Tuesday, December 3, 2013

Politicizing the Chilean Military in Haiti

This is a really scary and bizarre thing to ask of the Chilean military:

Chile's National Assembly will meet in a special session on Tuesday to discuss the warning of the President of the Haitian National Assembly, Simon Dieuseul Desras, of an impending institutional conflict in Haiti and requesting that Chilean soldiers defend the 'people' and defy President Michel Martelly. 
Senate President Simon Desras wrote the letter to his Chilean counterpart, Jorge Pizarro. Chilean newspaper El Mercurio reported that, dated November 4, Desras requested from the Chilean Congress to take "all actions and dissuasive prohibitive measures on their part" so that Chilean troops in Haiti will assume the role of "defending the Haitian people thirsty for democracy against excesses of a totalitarian and arbitrary power", referring to the administration led by President Michel Martelly.

Holy cow. This sounds eerily similar to the Chilean legislature's message (aimed in large part at the Chilean military) just prior to the 1973 coup.

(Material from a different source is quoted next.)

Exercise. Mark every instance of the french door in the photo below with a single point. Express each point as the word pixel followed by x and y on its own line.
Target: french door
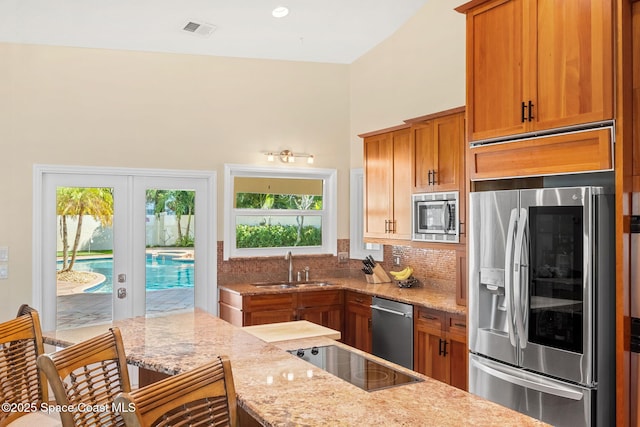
pixel 159 255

That it is a fact that the current government of the Republic, from the beginning, has sought to conquer absolute power with the obvious purpose of subjecting all citizens to the strictest political and economic control by the state and, in this manner, fulfilling the goal of establishing a totalitarian system: the absolute opposite of the representative democracy established by the Constitution;

It's bad enough for militaries to become politicized in their own countries, much less in others. This can't end well.